Vamos pensar um pouco mais, e veremos a necessidade de um novo “nascimento”, que é viver segundo o Espírito divino, cuja consequência é a liberdade não só para si, mas para todos. É fantástico! É como se o Mestre lhe estivesse dizendo: “Não desanimes, evita que o teu coração permaneça inquieto e confuso”! Nicodemos ainda não compreendera que o amor exige integridade de vida, e que a essência da crítica de Jesus era, justamente, a ruptura entre vida e doutrina. Bem. Com o coração cinzento de uma manhã de inverno, Nicodemos retruca: “Pode alguém voltar ao seio de sua mãe e nascer de novo? ”. Com certa dose de ironia, Jesus lhe pergunta: “Tu, mestre em Israel, e não sabes essas coisas? ”. E, como um amigo muito compreensivo, acrescenta: “Quem não nascer da água e do Espírito não pode entrar no Reino de Deus. O que nasceu da carne é carne, o que nasceu do Espírito é espírito. Não te admires de eu te haver dito: deves nascer do alto”. Nicodemos se sente desafiado.

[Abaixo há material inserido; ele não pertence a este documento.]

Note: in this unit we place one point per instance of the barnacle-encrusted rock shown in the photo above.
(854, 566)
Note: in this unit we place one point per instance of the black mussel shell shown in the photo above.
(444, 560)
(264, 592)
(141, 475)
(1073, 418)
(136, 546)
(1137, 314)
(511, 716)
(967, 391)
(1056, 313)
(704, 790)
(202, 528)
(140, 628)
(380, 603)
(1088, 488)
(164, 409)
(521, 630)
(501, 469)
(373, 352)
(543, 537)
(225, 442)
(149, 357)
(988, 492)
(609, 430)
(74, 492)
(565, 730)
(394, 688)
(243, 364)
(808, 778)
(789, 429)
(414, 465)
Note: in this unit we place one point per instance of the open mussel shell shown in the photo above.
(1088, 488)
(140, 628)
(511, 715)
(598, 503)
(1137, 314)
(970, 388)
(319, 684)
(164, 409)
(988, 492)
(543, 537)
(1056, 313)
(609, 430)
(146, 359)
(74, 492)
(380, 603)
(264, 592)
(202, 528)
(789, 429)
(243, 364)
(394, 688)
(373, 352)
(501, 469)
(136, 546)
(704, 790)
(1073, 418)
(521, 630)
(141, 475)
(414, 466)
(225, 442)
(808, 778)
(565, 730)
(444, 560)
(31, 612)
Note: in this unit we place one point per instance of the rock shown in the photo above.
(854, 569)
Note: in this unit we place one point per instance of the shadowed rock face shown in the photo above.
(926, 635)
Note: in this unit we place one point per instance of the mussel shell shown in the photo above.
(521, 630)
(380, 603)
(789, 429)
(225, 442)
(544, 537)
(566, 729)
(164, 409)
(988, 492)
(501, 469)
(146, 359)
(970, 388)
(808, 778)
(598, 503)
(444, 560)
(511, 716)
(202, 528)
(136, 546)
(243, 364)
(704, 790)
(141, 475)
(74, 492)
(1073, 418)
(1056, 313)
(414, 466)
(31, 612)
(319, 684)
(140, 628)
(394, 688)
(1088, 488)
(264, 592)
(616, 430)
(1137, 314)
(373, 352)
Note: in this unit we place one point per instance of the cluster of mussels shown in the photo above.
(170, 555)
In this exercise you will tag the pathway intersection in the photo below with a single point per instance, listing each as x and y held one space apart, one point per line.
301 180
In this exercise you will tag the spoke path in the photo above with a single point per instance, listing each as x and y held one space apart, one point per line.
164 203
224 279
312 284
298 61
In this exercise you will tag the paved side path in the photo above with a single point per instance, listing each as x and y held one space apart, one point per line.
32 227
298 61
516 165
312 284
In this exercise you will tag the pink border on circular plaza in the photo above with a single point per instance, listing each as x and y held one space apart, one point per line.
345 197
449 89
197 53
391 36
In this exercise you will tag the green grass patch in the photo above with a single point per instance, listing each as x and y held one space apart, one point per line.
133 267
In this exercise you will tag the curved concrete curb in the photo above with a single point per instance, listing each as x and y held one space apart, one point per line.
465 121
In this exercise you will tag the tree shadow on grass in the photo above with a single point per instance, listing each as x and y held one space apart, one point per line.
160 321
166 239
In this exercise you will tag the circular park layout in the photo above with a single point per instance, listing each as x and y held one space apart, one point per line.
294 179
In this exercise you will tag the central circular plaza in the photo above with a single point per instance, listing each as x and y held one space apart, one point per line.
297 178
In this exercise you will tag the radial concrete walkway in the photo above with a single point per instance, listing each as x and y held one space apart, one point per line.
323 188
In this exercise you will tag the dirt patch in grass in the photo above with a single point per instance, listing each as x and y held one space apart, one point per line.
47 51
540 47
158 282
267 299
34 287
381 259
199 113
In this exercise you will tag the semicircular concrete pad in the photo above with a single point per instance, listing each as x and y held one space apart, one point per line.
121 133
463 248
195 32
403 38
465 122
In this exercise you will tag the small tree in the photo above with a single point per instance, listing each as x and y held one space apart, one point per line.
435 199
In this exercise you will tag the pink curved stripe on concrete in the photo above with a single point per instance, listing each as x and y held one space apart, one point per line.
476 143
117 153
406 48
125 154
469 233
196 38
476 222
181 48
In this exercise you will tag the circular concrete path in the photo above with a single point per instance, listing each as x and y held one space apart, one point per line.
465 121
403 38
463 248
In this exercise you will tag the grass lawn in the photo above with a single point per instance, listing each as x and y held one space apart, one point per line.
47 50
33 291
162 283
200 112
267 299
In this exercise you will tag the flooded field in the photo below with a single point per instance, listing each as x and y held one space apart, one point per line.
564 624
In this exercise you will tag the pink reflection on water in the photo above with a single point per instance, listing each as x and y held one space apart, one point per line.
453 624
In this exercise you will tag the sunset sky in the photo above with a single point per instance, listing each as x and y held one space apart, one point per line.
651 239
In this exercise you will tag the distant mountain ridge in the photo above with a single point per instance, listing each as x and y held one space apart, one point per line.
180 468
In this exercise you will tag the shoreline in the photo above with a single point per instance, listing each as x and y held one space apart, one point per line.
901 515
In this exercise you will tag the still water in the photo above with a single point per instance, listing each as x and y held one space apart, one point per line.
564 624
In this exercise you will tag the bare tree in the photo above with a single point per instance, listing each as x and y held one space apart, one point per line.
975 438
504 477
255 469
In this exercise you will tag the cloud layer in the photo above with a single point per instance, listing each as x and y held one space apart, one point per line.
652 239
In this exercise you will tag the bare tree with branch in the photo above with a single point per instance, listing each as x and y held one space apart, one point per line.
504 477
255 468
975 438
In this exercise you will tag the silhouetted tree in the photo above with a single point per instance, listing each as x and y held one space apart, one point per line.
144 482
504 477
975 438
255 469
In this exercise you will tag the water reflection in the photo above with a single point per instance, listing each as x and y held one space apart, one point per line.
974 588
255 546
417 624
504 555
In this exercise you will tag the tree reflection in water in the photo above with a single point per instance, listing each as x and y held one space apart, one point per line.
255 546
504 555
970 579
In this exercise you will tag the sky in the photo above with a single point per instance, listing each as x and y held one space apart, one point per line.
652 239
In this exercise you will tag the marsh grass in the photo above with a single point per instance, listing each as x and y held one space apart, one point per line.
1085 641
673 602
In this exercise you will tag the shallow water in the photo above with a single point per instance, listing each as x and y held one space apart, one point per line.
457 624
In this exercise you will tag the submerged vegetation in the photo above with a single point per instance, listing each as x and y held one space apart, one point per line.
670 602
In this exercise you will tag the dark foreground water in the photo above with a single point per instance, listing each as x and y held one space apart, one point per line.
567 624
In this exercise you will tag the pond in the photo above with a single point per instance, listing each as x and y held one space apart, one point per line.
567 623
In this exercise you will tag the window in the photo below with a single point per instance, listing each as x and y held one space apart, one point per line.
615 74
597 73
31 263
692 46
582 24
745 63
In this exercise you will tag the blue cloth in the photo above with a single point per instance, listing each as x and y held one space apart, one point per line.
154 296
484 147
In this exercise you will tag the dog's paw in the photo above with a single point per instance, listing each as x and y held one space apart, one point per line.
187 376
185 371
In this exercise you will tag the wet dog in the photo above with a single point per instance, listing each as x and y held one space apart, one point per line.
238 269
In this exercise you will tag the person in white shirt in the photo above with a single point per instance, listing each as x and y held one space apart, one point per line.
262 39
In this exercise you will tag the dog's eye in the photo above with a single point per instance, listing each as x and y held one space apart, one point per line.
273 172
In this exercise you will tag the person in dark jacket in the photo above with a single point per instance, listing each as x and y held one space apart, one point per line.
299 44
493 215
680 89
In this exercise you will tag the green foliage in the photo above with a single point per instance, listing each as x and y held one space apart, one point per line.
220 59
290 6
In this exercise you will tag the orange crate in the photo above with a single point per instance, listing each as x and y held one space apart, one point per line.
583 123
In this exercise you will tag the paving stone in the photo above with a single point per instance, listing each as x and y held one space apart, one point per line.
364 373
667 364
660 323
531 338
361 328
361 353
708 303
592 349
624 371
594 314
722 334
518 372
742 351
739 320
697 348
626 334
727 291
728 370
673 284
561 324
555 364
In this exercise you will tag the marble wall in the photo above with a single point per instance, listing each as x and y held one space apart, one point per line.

 O Mestre reconhece as dificuldades de Nicodemos para sair de um mundo casuístico, preso às práticas exteriores da Lei. Talvez, ele não tivesse ainda enfrentado, para valer, semelhante combate interior. Esse encontro tornou-se, então, condição essencial para ele abandonar o sonambulismo cotidiano e livrar-se das areias, que encobriam, em sua alma, a fonte de água viva. Enfim, quase num último esforço, Jesus utiliza a imagem do vento, “sopra e vai onde quer”, para sugerir a liberdade do Espírito. Certo, certíssimo, observar a Lei é viver a misericórdia divina, é excluir toda tentativa de identificar Deus ao sistema de práticas rituais e prescrições cultuais. Comovido, Nicodemos vê suas dúvidas se dissiparem e efetivar seu nascimento para uma vida nova: agindo retamente, com coração grande, e, pelo amor, fazendo-se servo de tudo e de todos.